Black History Month: Celebrating Lewis Latimer
For Black History Month, AIRCARE is celebrating Lewis Latimer, a black pioneer in the air conditioning industry, inventor, writer, teacher, and civil rights advocate.
One of the first men to work in the air conditioning field, in 1886 Latimer developed and received a patent for the forerunner of the air conditioner known as an “Apparatus for cooling and disinfecting.”
Born September 4, 1848, in Chelsea Massachusetts, Latimer was the youngest of four children, his mother Rebecca and father George escaped from slavery in Virginia and fled to Chelsea, Massachusetts in 1842. The day they arrived in Boston, George was recognised by a colleague of his former slave owner, was arrested, and went on trial which received huge publicity. He was eventually able to purchase his freedom and live with his family in Chelsea, Massachusetts.
When Latimer was 10, his mother split the family after the Dred Scott case ruled individual slaves needed to prove they had the consent of their owner to legally become free. This caused Lewis’s father to flee for his family’s safety because he had nothing to prove he was free from enslavement.
At the age of 15, Latimer joined the US Navy and after receiving an honourable discharge went to work as an “office boy” with patent law firm Crosby Halstead and Gould. He learned how to use a set square, ruler, and other drafting tools and when his skills were recognised he was promoted to the position of head draftsman.
In 1876, Alexander Graham Bell employed Latimer, then a draftsman at Bell’s patent law firm, to draft the necessary drawings required to receive a patent for Bell’s telephone.

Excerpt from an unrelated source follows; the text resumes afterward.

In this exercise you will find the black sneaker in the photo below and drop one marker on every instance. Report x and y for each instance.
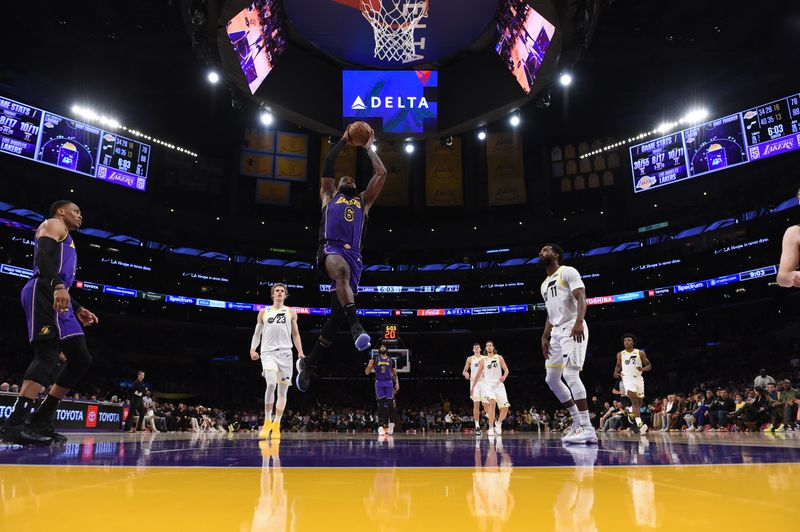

In 1879, Latimer and his wife, Mary, moved to Bridgeport, Connecticut along with his mother, Rebecca, and brother, William. They settled in a neighbourhood called “Little Liberia,” which had been established in the early 19th century by free blacks.
The same year he was hired as assistant manager and draftsman for the U.S. Electric Lighting Company, owned by Hiram Maxim a rival of Thomas Edison. While Latimer was there he invented a modification to the process for making carbon filaments which aimed to reduce breakages during the carbonisation process. He also travelled to England on behalf of the Maxim Light Company where in nine months he taught the entire process for making Maxim lights, including glassblowing to get the factory up and running.
In 1884, he was invited to work with Thomas Edison as a draftsman where he was also responsible for gathering and translating data into German and French and also wrote the first book on electric lighting. On February 11, 1918, Latimer joined the Edison Pioneers, the first person of colour to join the group of 100.
While working with Edison, Latimer developed and received a patent for the forerunner of the air conditioner, his “Apparatus for cooling and disinfecting”.
In 1911, he became a patent consultant to law firms and when the Board of Patent Control dissolved in 1924, he went on to work with Hammer and Schwartz until he retired.
An early advocate of civil rights, in 1895 Latimer wrote a statement in connection with the National Conference of Coloured Men about equality, security, and opportunity. Latimer also taught English and drafting courses to immigrants in New York, played the violin and flute, painted portraits and wrote plays and various articles for African American journals.
He died on December 11, 1928, at the age of 80 and is celebrated for his many inventions and contributions to modern society as well as his advocacy for African American rights and equality.